GIUNTOPLASTICA o PIELOPLASTICA

L’intervento di pieloplastica consiste nell’asportazione di quella parte di via urinaria sede del difetto sia esso parte del rene, sia esso uretere e nella ricostruzione della continuità con una sutura (plastica). Per raggiungere il rene sede della malattia ed esporre adeguatamente le strutture su cui eseguire la plastica si possono utilizzare diverse vie di accesso.

La tecnica tradizionale “a cielo aperto” prevede un taglio chirurgico sul fianco, di dimensioni proporzionali alle caratteristiche fisiche del paziente (body mass index) con sacrificio dei muscoli addominali che vengono sezionati trasversalmente rispetto al decorso delle fibre. Esistono varie tecniche per eseguire la sezione e la sutura della giunzione pielo-ureterale che condividono tutte la finalità di ripristinare la continuità delle vie urinarie e garantire quindi un normale deflusso delle urine verso la vescica.


Per proteggere il consolidamento delle suture sulla via urinaria si applica un cateterino (generalmente uno stent a doppio J) che mette in collegamento continuo le cavità renali con la vescica e facilita il drenaggio delle urine, in modo tale da evitare che le suture vengano poste in tensione.

La tecnica laparoscopica prevede l’introduzione nella parete addominale di piccole cannule (trocar), del diametro di 5-12 mm, attraverso piccoli fori (porte) di calibro identico, attraverso le quali vengono introdotti un’ottica collegata ad una telecamera e particolari strumenti, lunghi e sottili, con i quali si può eseguire la pieloplastica così come previsto dalla tecnica più tradizionale a “cielo aperto”.

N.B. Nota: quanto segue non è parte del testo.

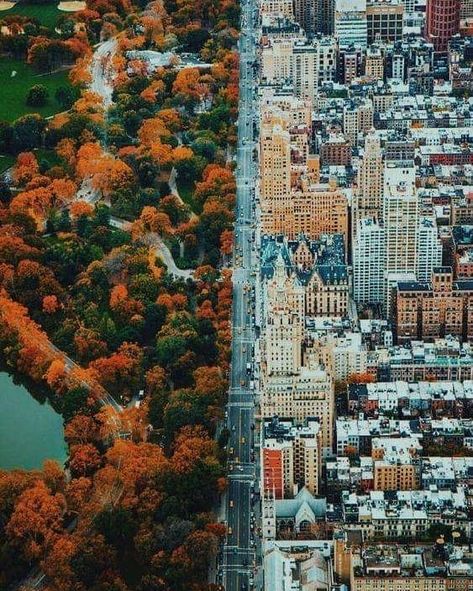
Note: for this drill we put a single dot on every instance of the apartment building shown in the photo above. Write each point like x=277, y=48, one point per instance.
x=357, y=119
x=369, y=262
x=374, y=65
x=434, y=309
x=290, y=456
x=311, y=210
x=317, y=267
x=284, y=327
x=370, y=183
x=278, y=7
x=350, y=23
x=416, y=567
x=307, y=394
x=303, y=64
x=442, y=22
x=384, y=20
x=400, y=217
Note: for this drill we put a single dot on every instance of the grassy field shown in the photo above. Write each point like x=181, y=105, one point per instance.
x=15, y=90
x=46, y=14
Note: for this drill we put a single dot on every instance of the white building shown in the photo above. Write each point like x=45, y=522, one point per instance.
x=350, y=23
x=429, y=248
x=369, y=262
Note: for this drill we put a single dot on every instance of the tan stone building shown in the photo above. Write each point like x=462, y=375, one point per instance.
x=440, y=307
x=374, y=65
x=369, y=192
x=284, y=328
x=401, y=218
x=308, y=394
x=311, y=210
x=394, y=476
x=279, y=7
x=336, y=151
x=385, y=20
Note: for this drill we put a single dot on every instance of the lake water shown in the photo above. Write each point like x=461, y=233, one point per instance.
x=30, y=431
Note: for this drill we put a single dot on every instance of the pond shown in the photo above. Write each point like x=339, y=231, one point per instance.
x=30, y=431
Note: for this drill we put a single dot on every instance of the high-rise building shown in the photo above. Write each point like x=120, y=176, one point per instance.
x=284, y=323
x=357, y=118
x=305, y=65
x=308, y=394
x=374, y=63
x=442, y=22
x=369, y=262
x=400, y=217
x=384, y=20
x=275, y=183
x=278, y=7
x=311, y=210
x=326, y=16
x=306, y=13
x=290, y=456
x=350, y=25
x=429, y=248
x=466, y=9
x=434, y=309
x=369, y=193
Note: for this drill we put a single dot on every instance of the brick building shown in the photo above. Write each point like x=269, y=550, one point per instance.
x=428, y=310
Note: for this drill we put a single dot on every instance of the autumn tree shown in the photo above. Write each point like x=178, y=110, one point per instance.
x=36, y=520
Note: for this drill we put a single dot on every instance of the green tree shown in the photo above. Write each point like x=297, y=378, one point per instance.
x=28, y=132
x=37, y=96
x=66, y=96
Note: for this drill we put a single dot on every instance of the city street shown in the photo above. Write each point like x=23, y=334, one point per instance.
x=239, y=558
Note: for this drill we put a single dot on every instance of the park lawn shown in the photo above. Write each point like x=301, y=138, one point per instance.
x=6, y=162
x=15, y=90
x=46, y=14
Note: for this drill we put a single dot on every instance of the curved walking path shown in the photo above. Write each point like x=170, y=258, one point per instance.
x=159, y=246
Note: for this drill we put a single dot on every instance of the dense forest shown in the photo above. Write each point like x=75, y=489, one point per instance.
x=89, y=309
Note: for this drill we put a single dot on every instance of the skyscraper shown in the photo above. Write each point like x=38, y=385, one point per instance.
x=350, y=24
x=442, y=22
x=368, y=203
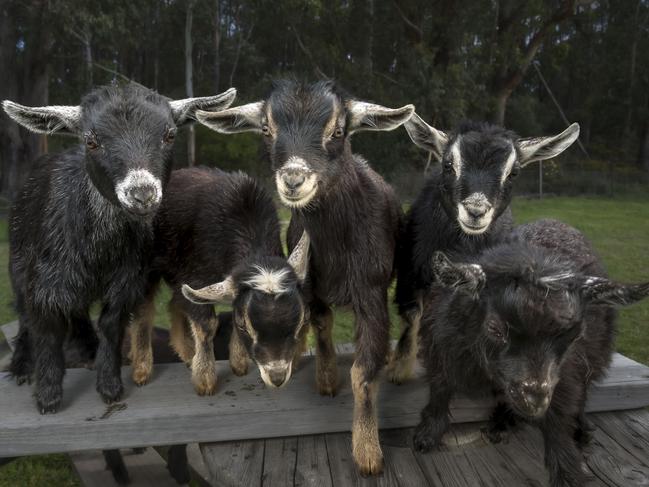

L’intervento laparoscopico può essere eseguito per via transperitoneale o per via retroperitoneale; ad oggi non sono state dimostrate differenze sostanziali tra le due vie che vengono quindi scelte in base alle preferenze e/o abitudini del chirurgo oppure, di necessità, nel caso di pazienti che hanno già subìto interventi per la stessa patologia (recidiva) o per altre patologie addominali oppure ancora in caso di altre malformazioni associate (rene a ferro di cavallo). Per varie ragioni (anestesiologiche, anatomiche, tecniche, in presenza di complicanze intraoperatorie non gestibili in laparoscopia) l’intervento laparoscopico può di necessità essere convertito nella tecnica “a cielo aperto”.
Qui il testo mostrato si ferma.